I envision three types of possible projects:
- Implementing some ML algorithm not already part of WEKA. In this type of project you would select an algorithm that is not part of WEKA and write code for that algorithm in WEKA, then perform tests on a set of datasets to verify your work. We would need to discuss
- Significant tests on a large dataset related to your thesis. This would involve significant ML work on same dataset created for your thesis. We would need to discuss task representations to explore, algorithms to try, and testing.
- (Group project) Participate in a large scale empirical testing project employing WEKA. In this project, the students as a group would perform a large scale empirical analysis of the classification (and if possible, regression) algorithms in WEKA. Key aspects:
- Data set selection / feature design - students involved in this aspect would work through all of the UCI datasets identifying which datasets are appropriate for WEKA and which are not. The students would then be required to set up appropriate feature representations (each dataset may have several). The datasets would be rerepresented in WEKA format and the feature representations documented and annotated.
- N-fold cross validation control - one student would be tasked to investigate the random generation of folds in the WEKA method to determine if we can control the folds from within or without, and if from without, generate a fold structure to allow the same set of folds to be reused.

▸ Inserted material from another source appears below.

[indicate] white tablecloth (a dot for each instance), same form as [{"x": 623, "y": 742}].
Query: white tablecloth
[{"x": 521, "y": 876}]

- Experimental script generation - students would be responsible for generating a set of scripts that would perform the various tests called for in this work. This would include generating scripts that could be attached to the web site to repeat tests by users at remote sites (downloading appropriate test data and info).
- Bias-variance estimation - several students would be involved in generating test code for estimating Bias/Variance values using Bauer and Kohavi's method.

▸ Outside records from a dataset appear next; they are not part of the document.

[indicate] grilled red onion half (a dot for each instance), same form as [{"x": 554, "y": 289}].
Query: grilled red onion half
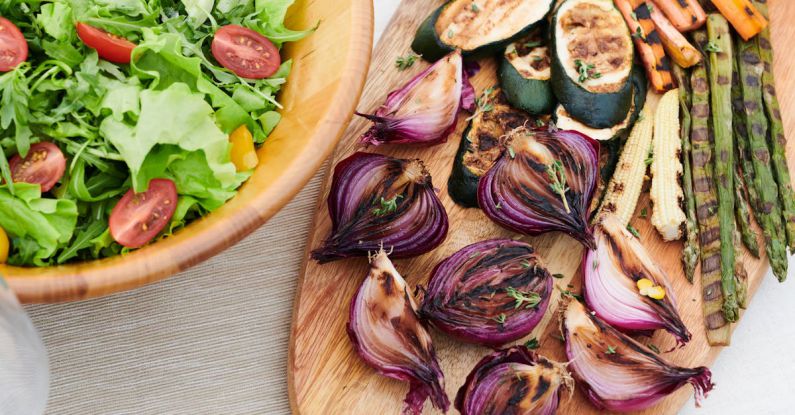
[
  {"x": 378, "y": 201},
  {"x": 610, "y": 276},
  {"x": 388, "y": 335},
  {"x": 616, "y": 372},
  {"x": 543, "y": 182},
  {"x": 423, "y": 111},
  {"x": 513, "y": 381},
  {"x": 491, "y": 292}
]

- Web site implementation - at least one student would be involved in creating a web site for distributing (and graphing) the information.
- Experiment performance - all students would be responsible for some of the testing to be performed.
Desired experiments:
- Five 2-fold cross validation experiments
- Twenty 10-fold cross validation experiments (with error bars)
- One hundred 10-fold cross validation experiments (with error bars)
- Bias/variance estimates using the Bauer/Kohavi method